JacobL wrote:I assume that you will of course use the FIQ, and limit your code to use R8-R12 + SP + LR? I'm pretty sure the full IRQ resolver will take longer time than you have.
Yes, I meant FIQ not FIR
The interrupt itself would normally occur from one clock cycle to the next (though you have to add an unknown delay due to all interrupts being routed through the GPU). But that is just the act of loading 0x1C in pc. After that, the typical interrupt vector table would have both an instruction fetch and a data fetch, though a hardcoded branch could limit that to just the instruction.
With the LPC the handler was entered in about 120 nsec, the total bus cycle of that 8048 was 2.5 usec so I had some more time to play. The width of the RD or WR pulse was about 1 usec and in that time I could read the address bus and prepare the data to be emitted. After that I just busy waited for the RD or WR line to change and removed the data from the bus again.
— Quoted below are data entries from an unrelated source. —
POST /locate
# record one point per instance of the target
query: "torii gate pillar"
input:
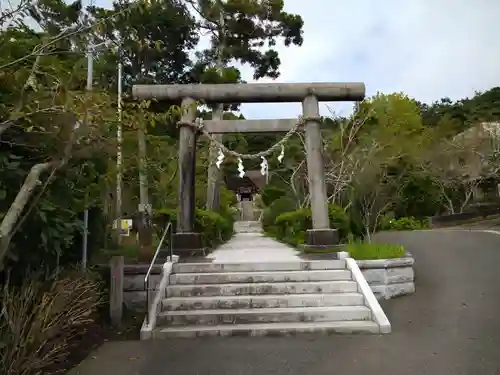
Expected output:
(310, 94)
The better part of the 1.5 usec left was still available for the LPC to do (lots) of other things. Also the RD/WR interrupt was the only one on the system. All other semi-critical timing was done by polling the system timer from the main loop
It might be doable, but you won't have much room for fancy stuff. I would avoid using the stack or function calls (freeing up SP + LR as general purpose registers), and generally try to limit memory access. You should also keep your application footprint small enough to be able to guarantee that the cache will always be hot, one cache miss at this level could break it.
Yes, the cache might play tricks here. The size of the routine itself will be quite small: some GPIO reading, and a single memory fetch from RAM. The layout of the GPIO pins might be troublesome, (at least) 8 bits in a row would be ideal...